Platea ampliata, una scelta obbligata
La principale novità riguarda l’estensione della card anche ai docenti a tempo determinato fino al termine delle lezioni e al personale educativo, dopo che già i supplenti annuali erano stati inclusi negli anni scorsi. Una scelta che il legislatore ha dovuto compiere anche alla luce delle numerose pronunce giurisprudenziali, arrivate fino alla Corte di cassazione e alla Corte costituzionale, che hanno più volte richiamato il principio di parità di trattamento nella formazione professionale.
Con l’allargamento della platea, il bonus formazione interesserà potenzialmente oltre 800 mila insegnanti in servizio nelle scuole italiane, confermandosi come uno degli strumenti centrali – almeno nelle intenzioni – per sostenere l’aggiornamento continuo del personale docente.
Importo ridotto: sotto quota 400 euro
L’altra faccia della medaglia è però il ridimensionamento delle risorse individuali. Gli ultimi calcoli in corso presso il Ministero dell’Istruzione e del Merito indicano una cifra che dovrebbe attestarsi tra i 380 e i 390 euro annui, ben al di sotto dei 500 euro che hanno caratterizzato la card fin dalla sua introduzione.
Una scelta che pone una domanda non secondaria: è possibile garantire una formazione di qualità per tutti, riducendo al tempo stesso l’investimento per singolo docente?
Stretta su Pc e tablet
Cambia anche il paniere dei beni acquistabili. In particolare, l’acquisto di hardware e software – da sempre tra le voci più utilizzate del bonus – sarà consentito solo in occasione della prima erogazione e, successivamente, con cadenza quadriennale. Chi ha già beneficiato della Carta prima dell’anno scolastico 2025/2026 potrà comunque acquistare dispositivi informatici in quell’anno, per poi attendere quattro anni per un nuovo utilizzo a questo scopo.
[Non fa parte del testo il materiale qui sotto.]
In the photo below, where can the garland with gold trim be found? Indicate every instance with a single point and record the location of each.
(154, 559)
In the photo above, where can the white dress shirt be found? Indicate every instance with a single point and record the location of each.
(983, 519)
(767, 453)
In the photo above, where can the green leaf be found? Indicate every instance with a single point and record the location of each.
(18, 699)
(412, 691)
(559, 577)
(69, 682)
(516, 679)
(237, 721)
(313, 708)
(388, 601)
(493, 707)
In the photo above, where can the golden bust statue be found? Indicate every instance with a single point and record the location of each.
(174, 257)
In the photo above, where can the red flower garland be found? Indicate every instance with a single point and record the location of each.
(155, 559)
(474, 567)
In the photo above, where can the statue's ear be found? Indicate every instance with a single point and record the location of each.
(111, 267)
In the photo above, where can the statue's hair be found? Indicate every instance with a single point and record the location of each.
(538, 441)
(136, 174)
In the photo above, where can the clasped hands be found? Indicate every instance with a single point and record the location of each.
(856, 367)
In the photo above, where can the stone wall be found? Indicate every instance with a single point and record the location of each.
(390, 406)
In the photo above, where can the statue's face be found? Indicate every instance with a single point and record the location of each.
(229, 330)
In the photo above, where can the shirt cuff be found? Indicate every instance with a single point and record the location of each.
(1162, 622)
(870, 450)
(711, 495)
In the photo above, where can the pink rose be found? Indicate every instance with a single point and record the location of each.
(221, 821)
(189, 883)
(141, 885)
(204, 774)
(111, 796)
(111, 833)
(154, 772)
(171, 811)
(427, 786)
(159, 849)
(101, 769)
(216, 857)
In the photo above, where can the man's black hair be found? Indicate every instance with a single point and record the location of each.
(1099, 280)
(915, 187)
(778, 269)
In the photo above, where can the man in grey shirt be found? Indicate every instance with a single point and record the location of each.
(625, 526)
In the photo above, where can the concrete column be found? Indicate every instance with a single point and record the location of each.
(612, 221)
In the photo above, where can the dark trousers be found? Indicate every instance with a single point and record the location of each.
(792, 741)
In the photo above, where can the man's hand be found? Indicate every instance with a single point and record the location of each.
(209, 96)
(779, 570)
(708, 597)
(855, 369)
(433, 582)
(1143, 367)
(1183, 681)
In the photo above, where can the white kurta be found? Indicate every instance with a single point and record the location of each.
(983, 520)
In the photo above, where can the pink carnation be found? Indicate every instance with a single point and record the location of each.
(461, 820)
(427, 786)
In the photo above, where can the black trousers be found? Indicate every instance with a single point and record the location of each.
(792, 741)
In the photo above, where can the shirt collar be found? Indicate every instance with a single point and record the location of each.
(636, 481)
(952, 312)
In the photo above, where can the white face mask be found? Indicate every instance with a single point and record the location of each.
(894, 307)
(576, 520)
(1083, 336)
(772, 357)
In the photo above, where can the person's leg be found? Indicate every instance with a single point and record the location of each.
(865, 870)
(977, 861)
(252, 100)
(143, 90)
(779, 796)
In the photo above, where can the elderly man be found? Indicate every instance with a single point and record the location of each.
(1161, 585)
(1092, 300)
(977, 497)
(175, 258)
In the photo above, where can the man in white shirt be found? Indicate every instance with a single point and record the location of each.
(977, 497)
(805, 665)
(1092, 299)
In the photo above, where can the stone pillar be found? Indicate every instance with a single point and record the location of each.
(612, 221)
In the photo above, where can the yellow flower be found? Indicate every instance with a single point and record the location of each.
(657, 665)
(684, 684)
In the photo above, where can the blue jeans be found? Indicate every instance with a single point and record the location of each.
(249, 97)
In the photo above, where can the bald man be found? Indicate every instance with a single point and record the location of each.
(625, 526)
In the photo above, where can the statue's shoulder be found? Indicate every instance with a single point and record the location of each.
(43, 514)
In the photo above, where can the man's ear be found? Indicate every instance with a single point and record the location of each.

Parallelamente, il Governo punta a rafforzare le dotazioni tecnologiche delle scuole: si parla di un incremento dei fondi – intorno ai 200 milioni di euro – destinati a Pc e tablet che gli istituti potranno concedere in comodato d’uso ai docenti.
Formazione come diritto (e investimento)
L’estensione del bonus ai precari rappresenta senza dubbio un passo avanti sul piano dell’equità. Resta però aperta la questione della sostenibilità e dell’efficacia di uno strumento che, a fronte di una platea più ampia, rischia di perdere incisività economica. La formazione degli insegnanti è un diritto, ma anche un investimento strategico per il sistema educativo: ridurne le risorse individuali può rivelarsi, nel medio periodo, una scelta miope.